Guide pratique du parfait arriviste

Djamel Benchenouf, 26 février 2006

1 – Eviter avant tout de faire de longues études ! L’on vous y inculquerait des valeurs imbéciles et il ne vous servira à rien d’être un chômeur diplômé.
2 – Une mine avenante, une attitude modeste, un beau sourire, des paroles bienveillantes sont l’apanage du perdant.
3 – Se montrer hautain, parler en observant de longs silences entre les mots, regarder les gens des pieds à la tête avec une moue de mépris confère toujours un statut de gagneur.
4 – Ne jamais fréquenter les humbles. Les traiter toujours du haut de sa petite personne, même s’ils sont plus grands. Ne jamais répondre à leurs salutations. Ils seront les premiers à reconnaître votre supériorité.
5 – Lorsqu’on vous rend service, ne remerciez jamais. Faites comme s’il est de votre droit que l’on s’aplatisse devant vous. Que vos désirs soient des ordres. Lorsque vous avez besoin de quelque chose, ne vous justifiez jamais. Contentez-vous de demander comme si vous exigiez, Vous verrez qu’on se pliera en quatre pour vous faire plaisir.
6 – Ne contredisez jamais les puissants. Soyez aimables avec eux et mettez vous à leur service, devancez leur moindres désirs. Flattez-les ! N’hésitez pas à leur faire sentir qu’ils sont nés pour être les meilleurs, surtout s’ils sont des parvenus de fraîche date. Ne craignez pas le ridicule, ils avalent par leurs oreilles et ce que vous dites leur va droit à la poche qui leur sert de cœur.
7 – Ne vous mettez jamais du côté des faibles, surtout lorsque l’injustice est flagrante. Sachez qu’il est toujours possible d’affirmer le contraire de ce qui est. La conscience est le prétexte des faibles.
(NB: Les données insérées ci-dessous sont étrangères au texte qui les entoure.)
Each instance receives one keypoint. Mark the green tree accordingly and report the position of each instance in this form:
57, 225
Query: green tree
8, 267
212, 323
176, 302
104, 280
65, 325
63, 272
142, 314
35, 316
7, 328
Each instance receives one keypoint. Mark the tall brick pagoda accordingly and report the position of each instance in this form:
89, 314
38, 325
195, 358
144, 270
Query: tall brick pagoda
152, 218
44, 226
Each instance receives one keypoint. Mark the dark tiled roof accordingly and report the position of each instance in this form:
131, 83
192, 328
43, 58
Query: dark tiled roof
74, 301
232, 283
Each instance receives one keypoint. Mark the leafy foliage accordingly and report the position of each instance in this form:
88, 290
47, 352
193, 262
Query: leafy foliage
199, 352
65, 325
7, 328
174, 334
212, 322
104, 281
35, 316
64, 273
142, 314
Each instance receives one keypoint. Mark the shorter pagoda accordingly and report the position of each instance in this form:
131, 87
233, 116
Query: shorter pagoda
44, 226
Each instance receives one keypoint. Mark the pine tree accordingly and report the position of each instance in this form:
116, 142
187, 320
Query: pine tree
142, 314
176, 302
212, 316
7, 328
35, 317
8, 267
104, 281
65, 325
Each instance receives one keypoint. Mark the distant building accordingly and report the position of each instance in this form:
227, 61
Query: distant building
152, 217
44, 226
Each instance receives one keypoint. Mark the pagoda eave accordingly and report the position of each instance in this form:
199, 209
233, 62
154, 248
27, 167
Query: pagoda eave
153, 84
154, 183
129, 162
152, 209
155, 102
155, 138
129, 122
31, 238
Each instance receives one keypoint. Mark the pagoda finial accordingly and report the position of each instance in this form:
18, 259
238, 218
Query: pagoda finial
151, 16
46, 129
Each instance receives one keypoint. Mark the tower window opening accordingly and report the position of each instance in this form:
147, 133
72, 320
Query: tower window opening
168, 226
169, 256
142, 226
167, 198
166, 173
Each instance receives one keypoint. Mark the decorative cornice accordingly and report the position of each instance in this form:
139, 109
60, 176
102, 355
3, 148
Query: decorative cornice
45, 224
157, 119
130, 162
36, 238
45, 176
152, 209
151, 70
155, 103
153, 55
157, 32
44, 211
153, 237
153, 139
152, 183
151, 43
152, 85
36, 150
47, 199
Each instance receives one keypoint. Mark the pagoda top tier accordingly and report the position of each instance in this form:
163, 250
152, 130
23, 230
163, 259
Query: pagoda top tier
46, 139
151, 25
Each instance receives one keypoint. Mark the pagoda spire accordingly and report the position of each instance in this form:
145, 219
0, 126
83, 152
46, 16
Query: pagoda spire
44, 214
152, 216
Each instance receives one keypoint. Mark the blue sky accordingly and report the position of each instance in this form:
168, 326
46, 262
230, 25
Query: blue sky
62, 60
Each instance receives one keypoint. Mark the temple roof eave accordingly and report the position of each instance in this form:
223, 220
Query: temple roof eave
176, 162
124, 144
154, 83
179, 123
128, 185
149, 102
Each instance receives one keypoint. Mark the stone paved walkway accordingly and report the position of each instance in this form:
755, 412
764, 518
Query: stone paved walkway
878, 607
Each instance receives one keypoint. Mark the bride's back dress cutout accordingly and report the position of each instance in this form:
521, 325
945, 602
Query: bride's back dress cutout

8 – Si les puissants dont dépend votre réussite font la prière et vont à la mosquée, qu’ils vous y trouvent toujours devant eux en train de faire des prières surérogatoires. Quand ils vous approchent, levez-vous et invitez-les à se mettre au premier rang, celui des dévots et des notables surtout. S’il n’y a plus de place, faites déguerpir un pauvre et installez à sa place votre protecteur. Demandez lui de prier pour vous, lui qui est si proche de Dieu. A la fin de la prière, allez l’embrasser et arrangez vous pour avoir des larmes aux yeux. Tendez-lui ses chaussures et aidez-le à les mettre.
9 – Si par contre, vos protecteurs sont portés sur la dive bouteille et qu’ils ne s’en cachent pas, fréquentez assidûment les endroits et les établissements où ils ont leurs habitudes. Offrez-leur quelques bonnes bouteilles, payez leurs additions et faites en sorte de leur présenter des jeunes demoiselles appétissantes que vous avez payées pour qu’elles fassent semblant d’être là par hasard. Comme vos protecteurs sont généralement laids et ennuyeux, mettez le prix qu’il faut pour que les geishas soient très jeunes et bonnes comédiennes.
Racontez-leur de bonnes blagues. Riez aux larmes aux leurs, même si elles sont insipides. Ne les contrariez jamais quand ils parlent politique et montrez-vous admiratif devant leurs élucubrations.
10 – Entourez-vous à votre tour de flagorneurs et de flatteurs. Faites semblant de croire qu’ils vous aiment et usez-en comme s’ils étaient nés pour vous servir. Demandez-leur tout ce que vous voudrez et si l’un deux ne montre pas assez d’empressement, montrez vous implacable et faites un exemple. Chassez-le de votre enviable entourage. Il faut que ceux d’en bas vous fassent ce que vous faites à ceux d’en haut.
C’est aussi simple que ça de réussir….. en Algérie.